A three-day-old baby from the neonatology station of the Buergerhospital clinic is waiting to move to another hospital in Frankfurt am Main, West Germany, on September 2, 2017, as evacuation measures are underway due to the discovery of a British WO II bomb.  The removal of the British WW II bomb planned for Sunday 3 September 2017 requires the evacuation of up to 70,000 people.  / AFP PHOTO / dpa / Frank Rumpenhorst / Germany OFF (Photo credit must read FRANK RUMPENHORST / DPA / AFP via Getty Images)

A three-day-old baby from the neonatology station of the Buergerhospital clinic is waiting to move to another hospital in Frankfurt am Main, West Germany, on September 2, 2017, as evacuation measures are underway due to the discovery of a British WO II bomb.
(FRANK RUMPENHORST / DPA / AFP via Getty Images)

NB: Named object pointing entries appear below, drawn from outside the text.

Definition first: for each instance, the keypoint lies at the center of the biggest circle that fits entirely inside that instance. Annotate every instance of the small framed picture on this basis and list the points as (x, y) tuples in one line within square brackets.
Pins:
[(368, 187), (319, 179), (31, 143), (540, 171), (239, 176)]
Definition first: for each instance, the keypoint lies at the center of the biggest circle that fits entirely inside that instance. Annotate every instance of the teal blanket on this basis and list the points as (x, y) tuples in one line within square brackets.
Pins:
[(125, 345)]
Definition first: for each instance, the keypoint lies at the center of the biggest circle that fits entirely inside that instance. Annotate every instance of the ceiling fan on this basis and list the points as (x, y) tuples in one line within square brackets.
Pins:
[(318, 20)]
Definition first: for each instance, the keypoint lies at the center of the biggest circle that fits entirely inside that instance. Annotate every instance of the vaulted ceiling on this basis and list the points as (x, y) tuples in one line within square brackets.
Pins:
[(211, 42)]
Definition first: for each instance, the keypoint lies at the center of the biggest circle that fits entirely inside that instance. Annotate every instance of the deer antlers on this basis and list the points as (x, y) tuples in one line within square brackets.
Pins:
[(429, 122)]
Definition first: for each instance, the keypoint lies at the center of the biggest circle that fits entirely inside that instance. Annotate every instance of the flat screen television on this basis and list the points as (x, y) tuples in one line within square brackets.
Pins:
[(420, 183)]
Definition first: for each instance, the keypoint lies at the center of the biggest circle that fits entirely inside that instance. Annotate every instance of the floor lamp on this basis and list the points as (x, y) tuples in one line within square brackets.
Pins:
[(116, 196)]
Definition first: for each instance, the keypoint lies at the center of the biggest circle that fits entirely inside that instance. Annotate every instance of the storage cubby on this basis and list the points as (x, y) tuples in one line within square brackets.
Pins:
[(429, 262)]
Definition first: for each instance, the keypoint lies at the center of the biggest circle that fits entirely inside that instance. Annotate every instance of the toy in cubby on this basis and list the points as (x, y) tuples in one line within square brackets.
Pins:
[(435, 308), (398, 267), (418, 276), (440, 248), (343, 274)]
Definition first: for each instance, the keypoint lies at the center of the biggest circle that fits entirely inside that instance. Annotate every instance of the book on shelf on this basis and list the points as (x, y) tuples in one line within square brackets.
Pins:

Swan said increasing miscarriages and other signs indicate biological factors are at play, according to Axios.

According to a report by the Urology Times Journal, testosterone levels have also dropped in young adults and teens. To combat the declining levels, prescriptions for testosterone therapies more than doubled between 2010 and 2013, according to Forbes.

Swan says ’90 percent of men can drop their sperm counts to zero while they’re on [testosterone replacement therapies], ”According to the NYP.

“When women want a baby, they are often told, ‘Clean up,'” Swan writes, according to the NYP. “But it’s probably more important for men to do it.” (RELATED: The United States Has Had Fewer Babies This Year Than the Past 30 Years: Report)

She notes that according to Axios, there is an increase in boys with gender disorders and earlier signs of puberty among girls. According to Swan, these findings have shown that there are endocrine disrupting chemicals in everyday items that can affect fertility.

“Chemicals in our environment and unhealthy lifestyle practices in our modern world are disturbing our hormonal balance, causing varying degrees of reproductive devastation,” Swan wrote according to Axios.

These chemicals include phthalates and bisphenol-A, which according to Axios are found in common items such as plastics, pesticides, cosmetics and even some receipts. Phthalates, which can make plastics flexible and absorb beauty fragrances, have been linked to a decrease in the production of hormones such as testosterone, according to a 2015 study by the National Library of Medicine.

According to Axios, other factors such as smoking tobacco and marijuana and obesity can also affect the fertility rate among men and women. Some scientists have criticized studies linking endocrine disrupting chemicals to fertility problems, according to the Science Media Center. But as Swan notes, there are other factors at hand.

“The current state of reproductive affairs cannot continue much longer without threatening human survival,” Swan writes according to Axios.

The Daily Caller issued Swan but did not receive a response during publication.